Question

If the line $x+2by+7=0$ is a diameter of the circle ${{x}^{2}}+{{y}^{2}}-6x+2y=0$ then $b$ is equal to
(a) $3$
(b) $-5$
(c) $-1$
(d) $5$

Answer 1

Hint: Compare the given equation of the circle from the general equation of the circle and find the centre of the circle. After that put the value of the centre in diameter equation to find the value of b.
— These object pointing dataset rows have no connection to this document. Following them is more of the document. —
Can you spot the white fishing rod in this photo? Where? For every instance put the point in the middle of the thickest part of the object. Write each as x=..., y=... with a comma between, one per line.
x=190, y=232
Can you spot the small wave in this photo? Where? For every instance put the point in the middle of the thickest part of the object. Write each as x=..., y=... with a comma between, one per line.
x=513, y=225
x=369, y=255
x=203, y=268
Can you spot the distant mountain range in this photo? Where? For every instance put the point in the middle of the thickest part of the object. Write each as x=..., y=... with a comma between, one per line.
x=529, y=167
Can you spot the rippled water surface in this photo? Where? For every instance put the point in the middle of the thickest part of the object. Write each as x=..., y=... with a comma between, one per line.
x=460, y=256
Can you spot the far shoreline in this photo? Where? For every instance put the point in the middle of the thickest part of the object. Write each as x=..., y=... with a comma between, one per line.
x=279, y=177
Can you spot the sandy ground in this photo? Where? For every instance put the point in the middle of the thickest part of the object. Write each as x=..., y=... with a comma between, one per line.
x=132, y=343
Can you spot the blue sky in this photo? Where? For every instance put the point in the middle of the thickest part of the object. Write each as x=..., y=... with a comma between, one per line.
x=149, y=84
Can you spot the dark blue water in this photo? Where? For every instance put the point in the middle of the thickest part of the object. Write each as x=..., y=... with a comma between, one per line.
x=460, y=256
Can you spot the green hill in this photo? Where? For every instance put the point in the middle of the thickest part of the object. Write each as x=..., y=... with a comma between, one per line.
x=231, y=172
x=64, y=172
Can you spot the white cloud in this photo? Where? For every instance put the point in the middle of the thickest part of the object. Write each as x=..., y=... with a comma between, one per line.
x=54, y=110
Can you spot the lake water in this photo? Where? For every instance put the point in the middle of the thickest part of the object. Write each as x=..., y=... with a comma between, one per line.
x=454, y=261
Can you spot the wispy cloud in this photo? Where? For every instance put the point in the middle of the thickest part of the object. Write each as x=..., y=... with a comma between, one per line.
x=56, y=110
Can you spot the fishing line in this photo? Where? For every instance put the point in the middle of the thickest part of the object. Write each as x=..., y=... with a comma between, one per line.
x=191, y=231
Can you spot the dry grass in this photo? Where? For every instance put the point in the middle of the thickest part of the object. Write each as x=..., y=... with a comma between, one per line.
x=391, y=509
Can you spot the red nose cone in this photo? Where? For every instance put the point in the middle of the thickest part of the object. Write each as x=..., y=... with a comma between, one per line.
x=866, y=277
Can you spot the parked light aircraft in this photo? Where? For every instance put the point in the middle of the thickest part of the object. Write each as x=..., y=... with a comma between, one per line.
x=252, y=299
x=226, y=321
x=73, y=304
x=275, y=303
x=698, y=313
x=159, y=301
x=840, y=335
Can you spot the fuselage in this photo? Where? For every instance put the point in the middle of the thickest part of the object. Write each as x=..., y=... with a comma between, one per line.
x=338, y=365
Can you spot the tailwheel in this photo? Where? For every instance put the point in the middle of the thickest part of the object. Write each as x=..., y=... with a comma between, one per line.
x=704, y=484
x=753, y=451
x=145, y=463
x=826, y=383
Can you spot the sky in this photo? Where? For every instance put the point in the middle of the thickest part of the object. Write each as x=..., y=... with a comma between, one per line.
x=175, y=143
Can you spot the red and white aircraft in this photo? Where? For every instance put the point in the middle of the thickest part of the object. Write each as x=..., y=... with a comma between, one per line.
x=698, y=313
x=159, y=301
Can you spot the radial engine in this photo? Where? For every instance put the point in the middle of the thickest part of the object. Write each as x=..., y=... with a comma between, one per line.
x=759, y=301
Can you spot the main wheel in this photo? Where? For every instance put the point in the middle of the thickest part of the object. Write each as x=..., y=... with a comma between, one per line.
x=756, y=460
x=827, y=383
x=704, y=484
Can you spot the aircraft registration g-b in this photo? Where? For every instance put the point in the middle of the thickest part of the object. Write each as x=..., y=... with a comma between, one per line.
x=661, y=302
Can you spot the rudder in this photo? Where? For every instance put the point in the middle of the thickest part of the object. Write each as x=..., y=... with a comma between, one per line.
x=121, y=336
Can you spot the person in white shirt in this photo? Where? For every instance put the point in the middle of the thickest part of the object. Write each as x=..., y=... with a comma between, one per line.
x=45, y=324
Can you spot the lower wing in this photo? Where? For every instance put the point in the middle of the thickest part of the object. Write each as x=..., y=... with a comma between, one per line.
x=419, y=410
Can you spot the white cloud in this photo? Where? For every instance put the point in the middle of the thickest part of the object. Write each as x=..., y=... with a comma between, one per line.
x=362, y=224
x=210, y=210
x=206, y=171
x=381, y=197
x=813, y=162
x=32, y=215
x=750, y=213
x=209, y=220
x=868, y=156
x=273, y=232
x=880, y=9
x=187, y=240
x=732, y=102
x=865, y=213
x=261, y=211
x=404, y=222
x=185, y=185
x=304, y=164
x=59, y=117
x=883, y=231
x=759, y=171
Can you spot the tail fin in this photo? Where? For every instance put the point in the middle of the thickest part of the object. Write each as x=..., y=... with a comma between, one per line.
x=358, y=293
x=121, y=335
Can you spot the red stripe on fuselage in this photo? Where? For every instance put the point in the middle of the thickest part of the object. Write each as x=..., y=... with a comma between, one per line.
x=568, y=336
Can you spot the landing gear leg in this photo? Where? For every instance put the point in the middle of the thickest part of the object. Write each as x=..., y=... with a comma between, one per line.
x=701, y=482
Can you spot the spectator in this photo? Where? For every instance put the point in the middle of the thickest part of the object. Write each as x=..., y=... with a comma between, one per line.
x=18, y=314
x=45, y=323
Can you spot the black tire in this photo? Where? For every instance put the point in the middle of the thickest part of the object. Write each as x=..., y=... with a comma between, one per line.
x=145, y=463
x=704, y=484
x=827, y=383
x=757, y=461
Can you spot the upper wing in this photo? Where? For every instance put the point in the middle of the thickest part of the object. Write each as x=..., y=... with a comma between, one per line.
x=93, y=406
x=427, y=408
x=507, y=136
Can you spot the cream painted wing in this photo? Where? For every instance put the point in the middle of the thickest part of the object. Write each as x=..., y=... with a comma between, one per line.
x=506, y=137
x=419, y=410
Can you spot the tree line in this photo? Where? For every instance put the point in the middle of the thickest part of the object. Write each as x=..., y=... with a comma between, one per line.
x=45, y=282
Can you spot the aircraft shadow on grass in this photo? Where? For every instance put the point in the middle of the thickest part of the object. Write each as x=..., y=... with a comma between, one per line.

Complete step-by-step answer:
We are given the equation of a circle that is,
${{x}^{2}}+{{y}^{2}}-6x+2y=0.......(i)$
We know the general equation of the circle is,
${{x}^{2}}+{{y}^{2}}+2gx+2fy+C=0........(ii)$
Comparing the equation (i) and (ii), we get
$2g=-6$ and $2f=2$
Dividing throughout by $'2'$ , we get
$g=\dfrac{-6}{2}$and $f=\dfrac{2}{2}$
$g=-3$$f=1$
In the general form of the equation of a circle the centre is $(-g,-f)$.
So, the centre coordinate of the given equation of circle is $(3,-1)$.
It has been told that the line is the diameter of the circle which means it passes through the circle’s centre only.
So, the coordinate $(3,-1)$must satisfy the equation of the line $x+2by+7=0$.
Putting the values of $x=3\text{ and }y=-1$, we get
$\Rightarrow x+2by+7=0$
$\Rightarrow 3+2b\times (-1)+7=0$
$\Rightarrow 3-2b+7=0$
$\Rightarrow 10=2b$
$\Rightarrow b=\dfrac{10}{2}$
$\therefore b=5$
So, option (d) is the correct answer.
Answer is option (d).

Note: We have to understand that the points or the coordinates which are coming as the centre of the circle must satisfy the given equation of line. So, you can put the value of x and y to calculate the value of ‘b’.
Students forget that the line is a diameter, so they may get confused that diameter passes through the centre.